Das ist Glauben: Annehmen, dass Gott in unser Leben kommt, Sich-Einlassen auf das Wunder.
Josef und Maria sind die ersten, die glauben, was wir bekennen: Jesus ist „empfangen durch den Heiligen Geist, geboren von der Jungfrau Maria“.

Gott kommt in unsere Welt. Gott offenbart sich. Gott ist bei uns in dem Menschen Jesus. „empfangen durch den Heiligen Geist, geboren von der Jungfrau Maria“ – das heißt: Wir sind ganz und gar Empfangende.
Die Jungfrauengeburt kann missverstanden werden. Sie wurde gründlich missverstanden. Sie bedeutet nicht, dass Jesus eine Art Übermensch oder Halbgott wäre. Jesus ist ein Mensch wie wir. Jungfrauengeburt heißt nicht, dass Sexualität schlecht ist und dass Jungfräulichkeit an sich irgendwie „heilig“ ist. Dieses Missverständnis hat verheerend gewirkt.

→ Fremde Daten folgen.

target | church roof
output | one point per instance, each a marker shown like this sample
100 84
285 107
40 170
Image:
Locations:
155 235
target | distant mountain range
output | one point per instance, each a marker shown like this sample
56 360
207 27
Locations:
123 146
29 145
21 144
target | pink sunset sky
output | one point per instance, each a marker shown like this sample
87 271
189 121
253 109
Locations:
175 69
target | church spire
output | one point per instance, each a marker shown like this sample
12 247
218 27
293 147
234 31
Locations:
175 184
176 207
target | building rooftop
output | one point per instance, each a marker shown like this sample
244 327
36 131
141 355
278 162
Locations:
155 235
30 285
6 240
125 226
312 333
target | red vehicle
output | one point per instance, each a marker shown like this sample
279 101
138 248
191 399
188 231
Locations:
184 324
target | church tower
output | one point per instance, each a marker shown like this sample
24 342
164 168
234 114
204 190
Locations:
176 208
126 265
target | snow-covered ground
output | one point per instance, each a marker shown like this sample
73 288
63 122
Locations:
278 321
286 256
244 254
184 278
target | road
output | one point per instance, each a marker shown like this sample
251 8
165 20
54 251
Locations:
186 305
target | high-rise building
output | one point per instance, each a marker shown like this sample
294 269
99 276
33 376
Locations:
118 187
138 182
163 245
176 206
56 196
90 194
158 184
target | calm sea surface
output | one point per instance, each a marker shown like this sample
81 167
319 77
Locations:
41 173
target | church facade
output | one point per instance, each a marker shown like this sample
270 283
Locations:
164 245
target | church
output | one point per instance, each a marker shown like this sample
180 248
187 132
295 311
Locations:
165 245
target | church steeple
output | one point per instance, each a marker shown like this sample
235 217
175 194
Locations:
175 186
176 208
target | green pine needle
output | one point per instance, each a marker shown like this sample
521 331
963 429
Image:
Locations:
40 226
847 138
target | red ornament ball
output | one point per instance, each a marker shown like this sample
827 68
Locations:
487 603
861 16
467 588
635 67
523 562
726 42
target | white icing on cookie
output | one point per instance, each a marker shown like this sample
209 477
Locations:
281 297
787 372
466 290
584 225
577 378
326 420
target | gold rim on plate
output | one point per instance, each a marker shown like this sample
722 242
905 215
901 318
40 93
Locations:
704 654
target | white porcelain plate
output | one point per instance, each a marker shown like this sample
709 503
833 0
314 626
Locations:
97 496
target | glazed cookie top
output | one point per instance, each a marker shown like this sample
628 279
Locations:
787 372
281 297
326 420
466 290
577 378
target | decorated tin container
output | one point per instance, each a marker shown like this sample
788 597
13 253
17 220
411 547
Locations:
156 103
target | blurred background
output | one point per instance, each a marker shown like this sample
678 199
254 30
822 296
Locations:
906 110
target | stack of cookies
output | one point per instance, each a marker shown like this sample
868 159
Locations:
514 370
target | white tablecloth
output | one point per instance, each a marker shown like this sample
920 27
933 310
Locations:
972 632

Es ist ganz und gar falsch und entspricht auch nicht dem, was in der Bibel steht.
Ob wir nun die Jungfrauengeburt wörtlich nehmen, ob wir sie als eine Legende verstehen oder als metaphorische Ausdruck: Gott, und nur Gott handelt, Gott allein entscheidet, in Jesus zu uns zu kommen. Gott ist in diesem Menschen Jesus der „Immanuel“ – Gott ist mit uns, Gott ist bei uns. Jesus ist der ganz und gar menschliche Sohn seiner Mutter Maria. Aber dass in Jesus Gott zur Welt kommt, geschieht ausschließlich durch Gott. Ohne dieses Geheimnis ist christlicher Glaube nicht vorstellbar.

Ich möchte mich neben Josef stellen und von ihm lernen. Ich möchte Gott in meinem Leben annehmen.
Wir schauen Jesus an, ein Kind wie jedes andere. Wir denken an das, was uns über das Kind gesagt ist: „Immanuel“ – Gott ist bei uns.
Ich weiß nicht, was sein wird, aber ich vertraue, Gott ist bei mir und bei uns. In meinem Leben, in meiner Liebe, in meiner Freude, in meinem Frust, in meinem Scheitern. Wie lange werde ich gesund sein? Gott ist bei mir. Werde ich schaffen, was ich mir vornehme? Gott ist bei mir. Gott ist bei uns.
Gott ist Antwort und Ziel. Gott ist Liebe und Geborgenheit. Gott ist auch Aufgabe und Forderung: ihm zu antworten, für ihn da zu sein, für den Mitmenschen, für die Schöpfung da zu sein.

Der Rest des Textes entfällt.